Table 2. Arrival time (average, minimum, maximum) of final results in seconds for each conducted experiment (E1, E2, E3) under different loads (S = small, M = medium, B = big) with CQELS.

Finally, Table 2 presents observations which we made while executing experiments on CQELS. It shows the time the final result was delivered of the tests for small (S), medium (M), and big (B) load scenarios. One would expect the final result to arrive immediately after the last triple was streamed to the engine, which equals the duration of one test, i.e., 30 s in our case. This is the case when we put CQELS under low load as can bee seen in the columns denoted by an S. However, under medium and high load, denoted by M and B columns, we see that delivery delay of the results grows. The reason for that is that CQELS uses the OnContentChange report strategy, where queries are evaluated after each streamed triple. Obviously, more complex queries increase the time needed for computation of query results, resulting in a progressive increase in delay. Hence, by showing the arrival of the last result, we can quantify and infer the influence of different query types on the capability of CQELS to provide timely results. These numbers should not be compared with C-SPARQL where such delays did not appear due to its report strategy, where queries are only evaluated when a window closes resulting in much lower computational effort.

7 Conclusions and Future Work

In this paper, we introduced YABench, a comprehensive RSP benchmarking framework that provides detailed insights into RSP engines’ performance and correctness characteristics. These insights are derived from granular metrics, including those that capture engines’ capability to produce correct results under load. The framework supports a complete benchmarking workflow from defining tests, generating suitable test data, executing tests, and finally analyzing the results. We have shown that the framework replicates the basic results of an existing benchmark (i.e., CSRBench) and conducted and discussed four more comprehensive experiments, each of which focused on particluar aspects of RSP engines. The resulting visualizations provide insightful information on the characteristics of the tested engines and highlight key differences. In the process of our benchmarks, we also identified and discussed previously unknown issues.

To sum up our findings, YABench reveals that C-SPARQL operates more memory-efficiently than CQELS in all experiments.

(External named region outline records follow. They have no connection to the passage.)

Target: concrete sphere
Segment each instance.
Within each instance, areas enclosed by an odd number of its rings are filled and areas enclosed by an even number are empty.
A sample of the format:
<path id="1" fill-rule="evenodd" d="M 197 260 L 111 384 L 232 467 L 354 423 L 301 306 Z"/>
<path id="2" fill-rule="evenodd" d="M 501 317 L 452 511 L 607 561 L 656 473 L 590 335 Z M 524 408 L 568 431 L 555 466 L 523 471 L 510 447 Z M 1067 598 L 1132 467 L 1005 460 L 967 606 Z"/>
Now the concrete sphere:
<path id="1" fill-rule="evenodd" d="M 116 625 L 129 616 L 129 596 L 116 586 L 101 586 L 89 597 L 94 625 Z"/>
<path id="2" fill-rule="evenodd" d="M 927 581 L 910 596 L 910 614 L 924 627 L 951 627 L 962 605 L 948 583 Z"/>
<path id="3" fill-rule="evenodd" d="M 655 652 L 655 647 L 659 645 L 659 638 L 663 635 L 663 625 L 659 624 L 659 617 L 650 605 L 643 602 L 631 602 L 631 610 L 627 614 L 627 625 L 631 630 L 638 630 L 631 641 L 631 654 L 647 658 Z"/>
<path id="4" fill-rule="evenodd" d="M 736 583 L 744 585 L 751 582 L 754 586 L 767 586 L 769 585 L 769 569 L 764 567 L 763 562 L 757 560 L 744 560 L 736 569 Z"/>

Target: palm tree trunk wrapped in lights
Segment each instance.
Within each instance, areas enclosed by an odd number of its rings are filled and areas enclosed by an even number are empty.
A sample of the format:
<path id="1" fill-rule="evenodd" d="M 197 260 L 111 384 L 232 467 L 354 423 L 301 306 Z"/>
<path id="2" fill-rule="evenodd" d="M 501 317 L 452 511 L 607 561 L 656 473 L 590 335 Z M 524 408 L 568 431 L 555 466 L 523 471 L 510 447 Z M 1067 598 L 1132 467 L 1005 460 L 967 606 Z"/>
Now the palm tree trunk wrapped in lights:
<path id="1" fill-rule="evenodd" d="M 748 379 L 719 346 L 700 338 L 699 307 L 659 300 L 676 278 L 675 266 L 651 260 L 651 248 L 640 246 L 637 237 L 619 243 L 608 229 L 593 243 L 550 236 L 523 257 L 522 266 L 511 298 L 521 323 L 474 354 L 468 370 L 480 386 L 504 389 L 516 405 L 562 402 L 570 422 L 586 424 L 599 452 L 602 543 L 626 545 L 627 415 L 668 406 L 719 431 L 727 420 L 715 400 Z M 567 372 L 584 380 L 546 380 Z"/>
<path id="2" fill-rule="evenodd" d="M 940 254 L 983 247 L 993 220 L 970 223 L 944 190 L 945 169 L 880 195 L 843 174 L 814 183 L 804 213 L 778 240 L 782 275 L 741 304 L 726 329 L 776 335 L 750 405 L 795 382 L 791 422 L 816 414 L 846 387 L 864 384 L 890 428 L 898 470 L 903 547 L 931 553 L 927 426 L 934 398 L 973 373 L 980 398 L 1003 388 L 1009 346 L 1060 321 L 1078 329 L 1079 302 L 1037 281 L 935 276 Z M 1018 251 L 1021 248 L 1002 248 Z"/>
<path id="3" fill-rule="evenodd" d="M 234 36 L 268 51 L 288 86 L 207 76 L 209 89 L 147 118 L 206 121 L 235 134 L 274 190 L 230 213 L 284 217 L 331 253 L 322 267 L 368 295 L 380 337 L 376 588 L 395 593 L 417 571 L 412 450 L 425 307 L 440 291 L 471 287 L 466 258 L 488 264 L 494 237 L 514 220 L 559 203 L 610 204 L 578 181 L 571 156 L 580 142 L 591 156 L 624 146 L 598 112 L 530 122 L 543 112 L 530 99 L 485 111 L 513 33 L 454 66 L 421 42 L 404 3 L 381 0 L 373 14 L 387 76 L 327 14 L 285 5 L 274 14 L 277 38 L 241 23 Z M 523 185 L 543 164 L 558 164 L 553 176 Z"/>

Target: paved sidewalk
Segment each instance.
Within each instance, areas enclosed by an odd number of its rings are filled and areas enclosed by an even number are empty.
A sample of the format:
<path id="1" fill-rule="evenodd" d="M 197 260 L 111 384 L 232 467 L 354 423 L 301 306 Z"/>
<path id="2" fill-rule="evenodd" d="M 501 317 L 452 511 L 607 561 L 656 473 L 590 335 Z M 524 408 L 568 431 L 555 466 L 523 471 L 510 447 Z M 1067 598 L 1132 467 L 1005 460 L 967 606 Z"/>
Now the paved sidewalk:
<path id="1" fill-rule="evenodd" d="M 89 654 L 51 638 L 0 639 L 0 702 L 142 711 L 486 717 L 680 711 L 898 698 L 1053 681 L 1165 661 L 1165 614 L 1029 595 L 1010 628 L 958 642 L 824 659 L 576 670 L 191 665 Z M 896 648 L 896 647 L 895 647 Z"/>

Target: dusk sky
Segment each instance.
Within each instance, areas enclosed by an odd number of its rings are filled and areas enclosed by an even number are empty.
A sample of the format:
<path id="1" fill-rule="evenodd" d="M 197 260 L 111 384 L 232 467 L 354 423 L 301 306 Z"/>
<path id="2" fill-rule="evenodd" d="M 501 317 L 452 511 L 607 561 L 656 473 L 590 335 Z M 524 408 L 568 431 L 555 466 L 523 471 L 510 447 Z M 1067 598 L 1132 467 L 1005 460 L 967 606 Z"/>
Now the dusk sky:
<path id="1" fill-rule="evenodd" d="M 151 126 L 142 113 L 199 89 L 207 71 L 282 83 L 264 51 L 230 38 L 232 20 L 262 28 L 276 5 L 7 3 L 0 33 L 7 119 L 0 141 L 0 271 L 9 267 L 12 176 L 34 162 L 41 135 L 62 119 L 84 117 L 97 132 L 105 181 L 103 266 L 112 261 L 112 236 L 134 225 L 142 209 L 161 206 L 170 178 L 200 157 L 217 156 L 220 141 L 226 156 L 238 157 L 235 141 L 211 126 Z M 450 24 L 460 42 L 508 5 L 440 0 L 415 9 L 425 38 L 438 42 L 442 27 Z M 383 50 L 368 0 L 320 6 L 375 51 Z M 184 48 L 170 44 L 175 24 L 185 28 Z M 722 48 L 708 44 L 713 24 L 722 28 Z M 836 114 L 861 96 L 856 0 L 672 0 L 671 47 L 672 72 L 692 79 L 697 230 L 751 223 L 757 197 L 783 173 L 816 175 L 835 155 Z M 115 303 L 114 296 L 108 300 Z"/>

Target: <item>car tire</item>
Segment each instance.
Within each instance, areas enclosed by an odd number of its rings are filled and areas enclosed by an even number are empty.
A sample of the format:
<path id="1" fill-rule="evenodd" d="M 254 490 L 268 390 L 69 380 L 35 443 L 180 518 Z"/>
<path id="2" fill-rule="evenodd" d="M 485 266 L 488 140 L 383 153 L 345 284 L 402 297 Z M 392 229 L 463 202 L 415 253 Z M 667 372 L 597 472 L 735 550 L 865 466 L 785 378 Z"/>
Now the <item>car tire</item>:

Both engines perform similarly in terms of delay, but C-SPARQL outperforms CQELS when more complex queries are used and under increasing input load. This can mainly be attributed to the different report strategies implemented by the engines. Concerning precision and recall, CQELS yields better results for simple queries. However, we identified an issue in CQELS which results in decreasing precision and recall measurements. On the other hand, C-SPARQL suffers from window delays, which increase when load on the engine is raised. By introducing a gracious mode for running the oracle, we are able to estimate the extent of these effects.

There are several directions for future research. First, we plan to extend functional coverage of the test cases. It would be interesting to evaluate the influence of multiple windows in one query on an engine. To this end, it would be necessary to extend the oracle to support other window operators and combinations of multiple windows. Second, we aim to support benchmarks that involve background knowledge, multiple input streams, and multiple queries. This will broaden our understanding of how well engines can deal with merging high-frequency data streams with large static data sources, which is one of the promising application scenarios for RSP engines.

Finally, we aim to obtain further insights on how engines cope with variations in inter-arrival times of elements.